November 04, 2005

Dzongkha and Tsong-kha-pa, Voicing and Aspiration

Some readers are understandably having a hard time interpreting George van Driem's explanation for the Chinese confusion between Dzongkha, the name of the national language of Bhutan, and Tsong-kha-pa, the name of the founder of the dGe-lugs-pa school of Buddhism, of which the current head is the Dalai Lama, which I cited in a previous post. I repeat the relevant portion here:

Such confusion could only arise in the minds of speakers of Mandarin Chinese or Tibetan who are not literate in either Tibetan or Dzongkha. Neither Mandarin Chinese nor Tibetan distinguishes phonologically between voiced and voiceless obstruent initials, unlike Dzongkha and, for example, English.

Van Driem's point turns on the distinction between voicing and aspiration. If the vocal folds vibrate during the production of a speech sound it is said to be voiced. Otherwise it is voiceless. When making the transition from a consonant to the following (voiced) vowel, the onset of voicing may occur immediately or it may be delayed by some amount. If voicing is delayed, the voiceless region at the beginning of the vowel is known as aspiration. The aspiration is the puff of air that you can feel if you wet your finger and hold it in front of your mouth when you say pot in English. To experience the contrast between aspiration and its absence, first say pot, then say spot. You'll notice that there is not much of a puff of air in spot but a noticeable one in pot.
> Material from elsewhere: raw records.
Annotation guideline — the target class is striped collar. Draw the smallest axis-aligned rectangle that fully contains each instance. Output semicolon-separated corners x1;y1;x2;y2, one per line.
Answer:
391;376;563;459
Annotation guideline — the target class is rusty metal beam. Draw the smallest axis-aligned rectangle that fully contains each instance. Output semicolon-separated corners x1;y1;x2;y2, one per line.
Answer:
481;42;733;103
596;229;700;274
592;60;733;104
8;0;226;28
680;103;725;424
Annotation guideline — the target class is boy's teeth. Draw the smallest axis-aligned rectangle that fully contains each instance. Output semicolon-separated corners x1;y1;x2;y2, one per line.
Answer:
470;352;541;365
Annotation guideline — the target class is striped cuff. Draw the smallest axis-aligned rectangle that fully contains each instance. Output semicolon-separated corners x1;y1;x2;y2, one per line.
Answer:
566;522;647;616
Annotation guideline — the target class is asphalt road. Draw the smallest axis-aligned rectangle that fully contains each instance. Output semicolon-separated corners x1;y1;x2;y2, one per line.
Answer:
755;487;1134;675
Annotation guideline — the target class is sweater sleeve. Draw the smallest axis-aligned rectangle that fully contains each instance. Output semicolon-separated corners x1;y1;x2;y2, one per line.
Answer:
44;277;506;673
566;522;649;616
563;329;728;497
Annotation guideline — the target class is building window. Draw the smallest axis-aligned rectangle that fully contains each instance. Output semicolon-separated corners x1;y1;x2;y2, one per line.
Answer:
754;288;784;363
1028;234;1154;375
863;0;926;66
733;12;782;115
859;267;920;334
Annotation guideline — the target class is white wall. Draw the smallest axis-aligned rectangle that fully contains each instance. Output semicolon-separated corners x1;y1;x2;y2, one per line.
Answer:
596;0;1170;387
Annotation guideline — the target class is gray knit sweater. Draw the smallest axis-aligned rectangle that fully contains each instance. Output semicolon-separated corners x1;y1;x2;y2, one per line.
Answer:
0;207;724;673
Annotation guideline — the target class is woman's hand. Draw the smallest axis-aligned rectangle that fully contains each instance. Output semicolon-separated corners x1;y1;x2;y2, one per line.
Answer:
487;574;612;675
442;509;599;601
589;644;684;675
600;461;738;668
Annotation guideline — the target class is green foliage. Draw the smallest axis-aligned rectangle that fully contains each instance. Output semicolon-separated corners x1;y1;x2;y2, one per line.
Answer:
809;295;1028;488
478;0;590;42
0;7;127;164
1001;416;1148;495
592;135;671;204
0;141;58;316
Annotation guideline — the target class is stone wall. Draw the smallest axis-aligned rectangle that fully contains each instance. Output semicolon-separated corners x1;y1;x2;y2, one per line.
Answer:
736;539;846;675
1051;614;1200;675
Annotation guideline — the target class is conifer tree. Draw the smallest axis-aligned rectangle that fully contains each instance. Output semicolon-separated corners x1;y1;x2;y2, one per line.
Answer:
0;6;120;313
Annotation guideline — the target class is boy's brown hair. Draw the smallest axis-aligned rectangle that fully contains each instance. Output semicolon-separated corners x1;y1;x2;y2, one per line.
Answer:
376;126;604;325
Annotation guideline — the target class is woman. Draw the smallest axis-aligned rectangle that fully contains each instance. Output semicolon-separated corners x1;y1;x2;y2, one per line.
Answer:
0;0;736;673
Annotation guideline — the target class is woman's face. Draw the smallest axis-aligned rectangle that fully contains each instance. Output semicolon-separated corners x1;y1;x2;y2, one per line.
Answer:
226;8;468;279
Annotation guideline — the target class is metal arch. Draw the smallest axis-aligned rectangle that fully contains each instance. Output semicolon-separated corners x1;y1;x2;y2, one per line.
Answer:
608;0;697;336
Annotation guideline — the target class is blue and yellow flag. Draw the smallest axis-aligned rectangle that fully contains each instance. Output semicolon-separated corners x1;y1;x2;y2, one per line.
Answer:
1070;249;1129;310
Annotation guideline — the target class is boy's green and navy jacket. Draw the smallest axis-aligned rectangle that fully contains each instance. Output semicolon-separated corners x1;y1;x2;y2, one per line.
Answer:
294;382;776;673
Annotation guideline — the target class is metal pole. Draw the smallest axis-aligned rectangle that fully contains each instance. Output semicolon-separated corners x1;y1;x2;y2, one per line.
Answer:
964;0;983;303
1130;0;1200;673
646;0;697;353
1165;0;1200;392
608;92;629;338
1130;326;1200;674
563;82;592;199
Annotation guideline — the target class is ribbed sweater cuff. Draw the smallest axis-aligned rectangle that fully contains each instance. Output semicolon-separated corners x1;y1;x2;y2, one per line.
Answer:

If the consonant is truly voiced, the vocal folds will vibrate during the consonant, with the result that the voice onset occurs prior to the end of the consonant. The Voice Onset Time (VOT) is therefore said to be negative. If voicing starts up right at the transition from consonant to vowel, the VOT is 0. If voicing is delayed and there is aspiration, the VOT is positive. The result is that we can talk about voicing and aspiration as aspects of a single dimension of voice onset time.

Different languages divide the VOT continuum up in different ways. Some languages distinguish between voiced consonants, with negative VOT, and voiceless consonants, with zero VOT. These languages have a true voicing contrast. Other languages distinguish a relatively small (but non-negative) VOT from a larger VOT. These languages have an aspiration contrast. And some languages have three categories: negative (voiced), small (voiceless unaspirated), and large (voiceless aspirated).

One language that distinguishes all three categories is Thai. You can see the distinction in the following three images, which show the waveforms and spectrograms of the Thai syllables [tʰa], [ta], and [da]. You can find the audio files here.) In the first image I've highlighted the aspiration region. You can see that there is no voicing (which shows up as energy near the bottom of the frequency range) until the onset of the vowel, but there is a long (70 millisecond) noise segment between the release of the stop closure and the onset of voicing. In the second image there is very little aspiration but no voicing during the stop closure. In the third image you can see voicing during the stop closure as well as some higher frequency noise.

Acoustic analysis of the Thai syllable [tha]

Acoustic analysis of the Thai syllable [ta]

Acoustic analysis of the Thai syllable [da]

Mandarin Chinese has just two series of stops and affricates, one aspirated, the other unaspirated. There is no voicing contrast. You can see this in the spectrograms and waveforms below which show the syllables written pi and bi in pinyin, which phonetically are [pʰi] and [pi]. In the first there is a very long aspiration region; in the second there is no appreciable aspiration nor any voicing prior to the onset of the vowel.

Acoustic analysis of the Chinese syllable [pʰi]

Acoustic analysis of the Thai syllable [pi]

With this background, we can look again at what van Driem is saying. He is saying that to those who see the words Dzongkha and Tsong-kha-pa in print, it is obvious that they are different. Similarly, if one hears these words and can distinguish the voiced [dz] from the voiceless [ts], it is clear that they are different. If, however, one does not know how they are written and is unable to perceive the phonetic distinction, due to speaking a language that has no voicing distinction, then they may sound the same. A speaker of Mandarin Chinese might, he thinks, fail to distinguish these two words because Mandarin has only an aspiration distinction and is therefore not attuned to hear a voicing distinction. For the Mandarin speaker, both [dz] and [ts] fall into the unaspirated category and so do not contrast.

[Incidentally, voice onset time also enters into the explanation for the existence of so many different names for the city of Beijing, which I discussed some time ago.]